Gross margin trajectory has emerged as perhaps the most important metric for AI companies seeking Series B funding. Unlike traditional software businesses with gross margins approaching 80 percent, AI companies often face substantial costs for computing infrastructure, data acquisition, and specialized talent. Investors now expect companies to show clear evidence that gross margins are improving over time as they achieve scale, with many setting 50 percent as a minimum threshold for serious consideration. Companies relying heavily on third-party AI models face particular scrutiny, as their dependency on external providers creates margin compression that may be difficult to resolve.

Customer retention metrics have gained new emphasis as investors seek evidence that AI products deliver sustained value. Net revenue retention rates above 120 percent—indicating that existing customers are increasing their spending over time—signal product-market fit in ways that raw growth numbers cannot. Conversely, companies with high customer acquisition rates but elevated churn face difficult questions about whether their AI solutions are truly solving important problems or merely benefiting from hype-driven trial adoption that does not translate into long-term engagement.

The efficiency of customer acquisition has become a critical evaluation criterion. Investors are calculating the ratio of customer lifetime value to customer acquisition cost with new rigor, expecting to see ratios of at least 3:1 and ideally higher. AI companies that rely on expensive enterprise sales teams to close deals must demonstrate that their contracts justify the sales investment, while those pursuing product-led growth strategies must show that free users convert to paying customers at rates that support the model. The days when impressive technology demonstrations alone could justify premium valuations appear to be over.

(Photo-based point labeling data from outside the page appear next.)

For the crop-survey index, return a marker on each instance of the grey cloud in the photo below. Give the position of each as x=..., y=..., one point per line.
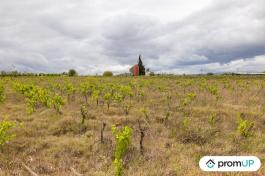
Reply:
x=92, y=36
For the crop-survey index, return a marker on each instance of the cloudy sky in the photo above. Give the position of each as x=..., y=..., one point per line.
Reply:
x=177, y=36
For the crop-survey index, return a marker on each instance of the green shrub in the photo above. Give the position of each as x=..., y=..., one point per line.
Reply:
x=123, y=140
x=245, y=127
x=2, y=95
x=72, y=72
x=107, y=73
x=5, y=136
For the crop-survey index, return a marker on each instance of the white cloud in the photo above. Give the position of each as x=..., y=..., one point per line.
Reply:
x=93, y=36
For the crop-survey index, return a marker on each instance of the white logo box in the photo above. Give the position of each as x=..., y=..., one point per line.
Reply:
x=229, y=163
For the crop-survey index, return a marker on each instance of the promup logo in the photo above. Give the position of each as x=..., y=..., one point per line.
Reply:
x=210, y=164
x=229, y=163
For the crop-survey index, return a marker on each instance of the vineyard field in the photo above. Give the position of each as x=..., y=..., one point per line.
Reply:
x=148, y=126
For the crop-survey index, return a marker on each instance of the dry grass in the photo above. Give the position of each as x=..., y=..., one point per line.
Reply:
x=58, y=144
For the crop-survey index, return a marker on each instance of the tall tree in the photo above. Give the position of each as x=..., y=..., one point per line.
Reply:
x=141, y=66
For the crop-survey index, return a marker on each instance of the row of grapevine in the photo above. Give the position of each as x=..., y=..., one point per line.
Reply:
x=37, y=97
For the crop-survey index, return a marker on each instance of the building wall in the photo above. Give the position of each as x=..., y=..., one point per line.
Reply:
x=135, y=70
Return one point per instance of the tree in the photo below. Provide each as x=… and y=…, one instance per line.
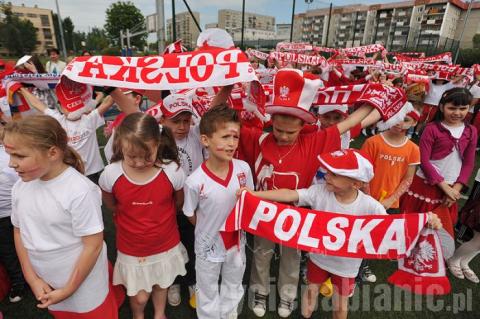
x=19, y=36
x=121, y=16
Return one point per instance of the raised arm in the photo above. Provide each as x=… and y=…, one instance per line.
x=358, y=116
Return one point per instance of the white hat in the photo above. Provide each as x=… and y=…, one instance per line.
x=340, y=108
x=175, y=104
x=349, y=163
x=293, y=94
x=215, y=37
x=24, y=59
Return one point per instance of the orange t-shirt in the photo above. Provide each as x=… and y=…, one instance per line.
x=390, y=163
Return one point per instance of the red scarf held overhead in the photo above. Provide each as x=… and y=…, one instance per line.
x=205, y=68
x=372, y=236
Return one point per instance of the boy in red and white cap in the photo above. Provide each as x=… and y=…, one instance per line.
x=286, y=159
x=346, y=173
x=176, y=114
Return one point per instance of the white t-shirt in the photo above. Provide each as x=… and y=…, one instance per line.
x=82, y=137
x=319, y=198
x=190, y=151
x=212, y=200
x=52, y=217
x=8, y=177
x=435, y=93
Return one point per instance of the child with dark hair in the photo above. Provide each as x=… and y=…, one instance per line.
x=210, y=195
x=447, y=158
x=143, y=187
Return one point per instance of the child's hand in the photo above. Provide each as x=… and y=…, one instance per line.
x=240, y=190
x=450, y=192
x=433, y=221
x=387, y=202
x=53, y=297
x=40, y=288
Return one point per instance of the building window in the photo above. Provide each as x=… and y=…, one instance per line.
x=45, y=20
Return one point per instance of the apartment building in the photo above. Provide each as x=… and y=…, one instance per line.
x=42, y=20
x=256, y=26
x=416, y=23
x=186, y=29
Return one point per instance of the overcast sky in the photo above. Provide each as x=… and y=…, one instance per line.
x=89, y=13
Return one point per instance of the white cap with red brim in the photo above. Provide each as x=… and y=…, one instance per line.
x=293, y=94
x=349, y=163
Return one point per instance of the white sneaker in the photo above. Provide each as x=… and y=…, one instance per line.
x=285, y=308
x=259, y=305
x=173, y=295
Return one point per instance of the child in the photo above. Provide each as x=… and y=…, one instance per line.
x=346, y=172
x=209, y=198
x=395, y=159
x=447, y=157
x=81, y=132
x=177, y=113
x=57, y=219
x=8, y=256
x=143, y=188
x=468, y=250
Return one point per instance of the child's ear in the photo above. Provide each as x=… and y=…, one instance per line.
x=204, y=140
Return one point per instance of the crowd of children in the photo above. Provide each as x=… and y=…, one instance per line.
x=172, y=180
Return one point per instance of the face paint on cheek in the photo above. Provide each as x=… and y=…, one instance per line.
x=9, y=146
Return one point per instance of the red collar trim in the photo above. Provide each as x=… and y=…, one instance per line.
x=217, y=179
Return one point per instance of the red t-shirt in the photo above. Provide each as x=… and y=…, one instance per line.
x=146, y=215
x=289, y=166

Competitive differentiation receives more scrutiny than ever, as the proliferation of AI capabilities has made it harder for startups to maintain technological moats. Investors want to understand what prevents larger companies from replicating a startup's functionality, whether through proprietary data assets, specialized domain expertise, network effects, or deep integration with customer workflows. Companies whose primary differentiation is access to a particular foundation model face skeptical questions about what happens when that model becomes commoditized or competitors gain access to equivalent capabilities.

Team composition and retention have emerged as the fifth crucial factor. The intense competition for AI talent means that startups must demonstrate their ability to attract and retain exceptional engineers and researchers. Investors examine not just who is on the team today but the trajectory of hiring and any notable departures. Companies that have lost key technical leaders to competitors or larger organizations face additional due diligence about whether remaining team members can execute the product roadmap without critical expertise.

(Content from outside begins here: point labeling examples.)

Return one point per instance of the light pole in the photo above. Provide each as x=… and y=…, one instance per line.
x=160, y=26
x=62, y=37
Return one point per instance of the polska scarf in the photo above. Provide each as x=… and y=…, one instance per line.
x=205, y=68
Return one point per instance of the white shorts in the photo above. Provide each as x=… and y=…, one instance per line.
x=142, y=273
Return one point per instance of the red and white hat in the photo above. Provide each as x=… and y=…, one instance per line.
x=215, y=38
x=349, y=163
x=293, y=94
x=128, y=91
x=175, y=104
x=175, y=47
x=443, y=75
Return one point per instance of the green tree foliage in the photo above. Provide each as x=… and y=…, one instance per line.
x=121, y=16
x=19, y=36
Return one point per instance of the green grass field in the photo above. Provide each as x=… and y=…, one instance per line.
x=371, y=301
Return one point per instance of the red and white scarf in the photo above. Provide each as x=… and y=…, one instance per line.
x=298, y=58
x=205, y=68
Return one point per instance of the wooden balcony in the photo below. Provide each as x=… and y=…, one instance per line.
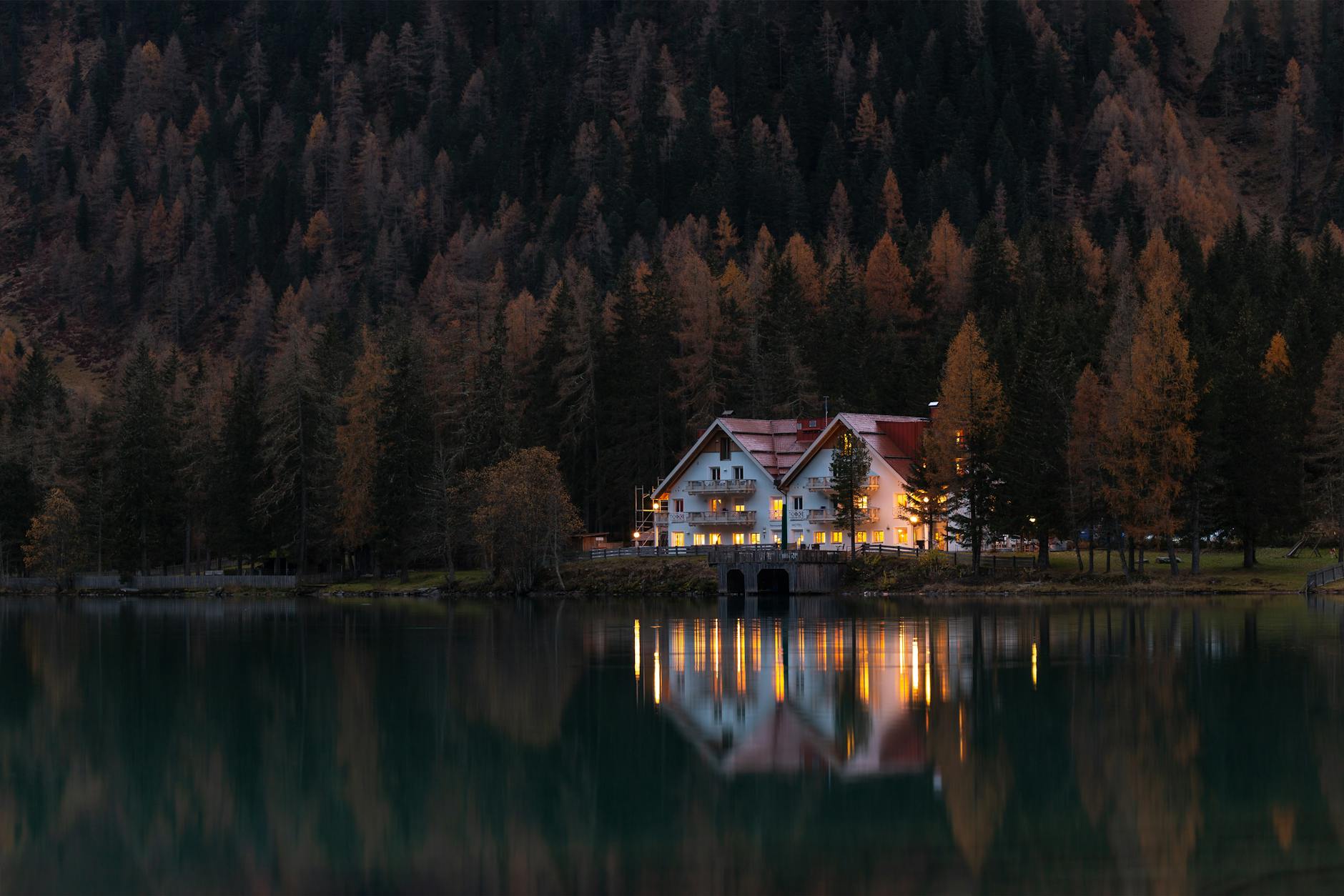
x=829, y=515
x=721, y=517
x=721, y=487
x=829, y=482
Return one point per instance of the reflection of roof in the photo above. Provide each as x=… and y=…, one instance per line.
x=784, y=740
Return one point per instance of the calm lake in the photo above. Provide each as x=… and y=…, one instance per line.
x=671, y=747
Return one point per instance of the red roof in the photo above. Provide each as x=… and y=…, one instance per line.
x=773, y=444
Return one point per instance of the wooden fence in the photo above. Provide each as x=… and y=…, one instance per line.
x=172, y=582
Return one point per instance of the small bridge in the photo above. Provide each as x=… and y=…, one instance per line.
x=777, y=571
x=1323, y=578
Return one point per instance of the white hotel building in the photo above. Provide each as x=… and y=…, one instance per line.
x=737, y=482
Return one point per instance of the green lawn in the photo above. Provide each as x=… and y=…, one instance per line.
x=418, y=579
x=1218, y=569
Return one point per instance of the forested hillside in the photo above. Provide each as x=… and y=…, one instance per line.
x=275, y=276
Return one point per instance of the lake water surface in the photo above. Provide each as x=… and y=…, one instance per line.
x=671, y=747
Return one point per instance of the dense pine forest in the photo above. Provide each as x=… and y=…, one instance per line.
x=282, y=279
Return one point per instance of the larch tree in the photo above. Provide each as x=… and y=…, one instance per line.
x=358, y=448
x=964, y=438
x=850, y=469
x=1325, y=442
x=1150, y=442
x=1086, y=429
x=53, y=547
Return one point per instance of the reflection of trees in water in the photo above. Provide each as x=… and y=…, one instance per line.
x=1136, y=745
x=976, y=782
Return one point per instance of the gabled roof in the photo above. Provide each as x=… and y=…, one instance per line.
x=890, y=438
x=777, y=450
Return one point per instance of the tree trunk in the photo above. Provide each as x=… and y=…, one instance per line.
x=1195, y=546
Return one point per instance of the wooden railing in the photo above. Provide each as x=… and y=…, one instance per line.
x=1323, y=578
x=721, y=487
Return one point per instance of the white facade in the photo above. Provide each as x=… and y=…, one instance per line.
x=722, y=494
x=719, y=497
x=884, y=524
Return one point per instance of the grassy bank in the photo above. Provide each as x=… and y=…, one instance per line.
x=1220, y=572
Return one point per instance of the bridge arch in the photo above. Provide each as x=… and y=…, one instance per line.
x=773, y=581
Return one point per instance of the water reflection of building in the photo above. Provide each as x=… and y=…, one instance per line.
x=783, y=695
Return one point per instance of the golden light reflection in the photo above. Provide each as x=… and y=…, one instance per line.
x=658, y=671
x=741, y=642
x=914, y=664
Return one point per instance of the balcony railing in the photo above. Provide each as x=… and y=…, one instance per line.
x=721, y=517
x=829, y=482
x=721, y=487
x=829, y=515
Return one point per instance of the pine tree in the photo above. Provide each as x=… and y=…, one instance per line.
x=850, y=470
x=967, y=434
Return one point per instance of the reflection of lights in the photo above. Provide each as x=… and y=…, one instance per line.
x=658, y=671
x=741, y=642
x=914, y=662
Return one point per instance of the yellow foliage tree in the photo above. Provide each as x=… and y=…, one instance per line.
x=887, y=282
x=1150, y=447
x=53, y=543
x=358, y=447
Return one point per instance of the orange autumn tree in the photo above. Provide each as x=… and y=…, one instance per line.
x=53, y=543
x=967, y=432
x=358, y=447
x=1086, y=426
x=1325, y=441
x=1150, y=447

These heightened standards are creating a bifurcated market for AI startup financing. Companies that meet the new criteria are still attracting strong investor interest and competitive term sheets, sometimes at valuations that exceed previous highs. However, the population of companies that qualify has shrunk considerably, and many AI startups that raised seed or Series A funding during more optimistic periods now find themselves in difficult positions. Founders are being advised to extend runway, demonstrate operational discipline, and focus on the metrics that will matter to Series B investors rather than pursuing growth at any cost.